In 2015, around the time the original OBR predictions came out, I wrote an essay in the Guardian predicting that austerity and budget-balancing would create a disastrous crisis in private debt. Now it's so clearly, unmistakably, happening that even the OBR cannot deny it.

I believe the time has come for there be a public investigation - a formal public inquiry, in fact - into how this could be allowed to happen. After the 2008 crash, at least the economists in Treasury and the Bank of England could plausibly claim they hadn't completely understood the relation between private debt and financial instability. Now they simply have no excuse.

What on earth is an institution called the “Office for Budget Responsibility” credulously imagining corporate borrowing binges in order to suggest the government will balance the budget to no ill effects? How responsible is that? Even the second chart is extremely odd. Up to 2017, the top and bottom of the diagram are exact mirrors of one another, as they ought to be. However, in the projected future after 2017, the section below the line is much smaller than the section above, apparently seriously understating the amount both of future government, and future private, debt. In other words, the numbers don't add up.
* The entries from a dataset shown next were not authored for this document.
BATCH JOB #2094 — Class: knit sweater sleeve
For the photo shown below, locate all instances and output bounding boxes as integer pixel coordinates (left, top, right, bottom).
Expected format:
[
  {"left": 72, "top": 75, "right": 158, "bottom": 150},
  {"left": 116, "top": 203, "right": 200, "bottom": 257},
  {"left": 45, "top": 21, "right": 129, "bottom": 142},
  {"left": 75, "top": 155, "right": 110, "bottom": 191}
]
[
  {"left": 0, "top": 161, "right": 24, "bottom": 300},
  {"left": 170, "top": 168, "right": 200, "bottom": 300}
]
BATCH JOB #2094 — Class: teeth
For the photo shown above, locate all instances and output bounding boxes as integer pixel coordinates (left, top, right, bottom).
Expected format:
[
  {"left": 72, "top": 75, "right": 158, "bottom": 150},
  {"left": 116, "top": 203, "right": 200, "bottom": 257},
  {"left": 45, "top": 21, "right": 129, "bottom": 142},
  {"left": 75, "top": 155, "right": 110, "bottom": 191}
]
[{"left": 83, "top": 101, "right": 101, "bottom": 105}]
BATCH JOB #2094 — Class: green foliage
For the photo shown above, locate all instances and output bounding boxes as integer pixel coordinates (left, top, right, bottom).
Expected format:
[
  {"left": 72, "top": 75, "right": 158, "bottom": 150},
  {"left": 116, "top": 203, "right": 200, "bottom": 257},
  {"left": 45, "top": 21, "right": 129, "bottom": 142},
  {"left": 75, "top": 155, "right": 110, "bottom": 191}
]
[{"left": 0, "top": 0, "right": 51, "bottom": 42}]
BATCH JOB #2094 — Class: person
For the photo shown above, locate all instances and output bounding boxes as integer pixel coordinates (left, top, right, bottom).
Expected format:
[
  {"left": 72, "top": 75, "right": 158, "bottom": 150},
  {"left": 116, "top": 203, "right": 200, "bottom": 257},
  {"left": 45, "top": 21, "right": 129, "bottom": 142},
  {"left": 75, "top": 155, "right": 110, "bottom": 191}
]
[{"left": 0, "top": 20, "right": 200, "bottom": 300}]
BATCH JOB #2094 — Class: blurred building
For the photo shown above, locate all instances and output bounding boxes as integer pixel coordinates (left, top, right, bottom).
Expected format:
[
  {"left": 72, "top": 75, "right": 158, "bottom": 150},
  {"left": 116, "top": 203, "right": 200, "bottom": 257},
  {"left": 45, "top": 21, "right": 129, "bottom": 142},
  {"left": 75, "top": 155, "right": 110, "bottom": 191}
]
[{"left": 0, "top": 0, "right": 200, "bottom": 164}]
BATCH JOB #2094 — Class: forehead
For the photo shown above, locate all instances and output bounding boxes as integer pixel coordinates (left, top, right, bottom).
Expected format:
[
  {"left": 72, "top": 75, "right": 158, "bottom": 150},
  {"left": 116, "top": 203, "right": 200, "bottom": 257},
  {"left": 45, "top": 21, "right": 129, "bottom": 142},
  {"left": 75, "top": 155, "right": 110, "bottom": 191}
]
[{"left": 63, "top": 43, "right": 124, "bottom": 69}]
The OBR told the New Statesman ​that it was not aware of any errors in its 2015 forecast for corporate sector net lending, and that the forecast was based on the available data. It said the forecast for business investment has been revised down because of the uncertainty created by Brexit. 

Still, if the “Office of Budget Responsibility” was true to its name, it should be sounding off the alarm bells right about now. So far all we've got is one mention of private debt and a mild warning about the rise of personal debt from the Bank of England, which did not however connect the problem to austerity, and one fairly strong statement from a maverick columnist in the Daily Mail. Otherwise, silence. 

The only plausible explanation is that institutions like the Treasury, OBR, and to a degree as well the Bank of England can't, by definition, warn against the dangers of austerity, however alarming the situation, because they have been set up the way they have in order to justify austerity. It's important to emphasise that most professional economists have never supported Conservative policies in this regard. The policy was adopted because it was convenient to politicians; institutions were set up in order to support it; economists were hired in order to come up with arguments for austerity, rather than to judge whether it would be a good idea. At present, this situation has led us to the brink of disaster.

The last time there was a financial crash, the Queen famously asked: why was no one able to foresee this? We now have the tools. Perhaps the most important task for a public inquiry will be to finally ask: what is the real purpose of the institutions that are supposed to foresee such matters, to what degree have they been politicised, and what would it take to turn them back into institutions that can at least inform us if we're staring into the lights of an oncoming train?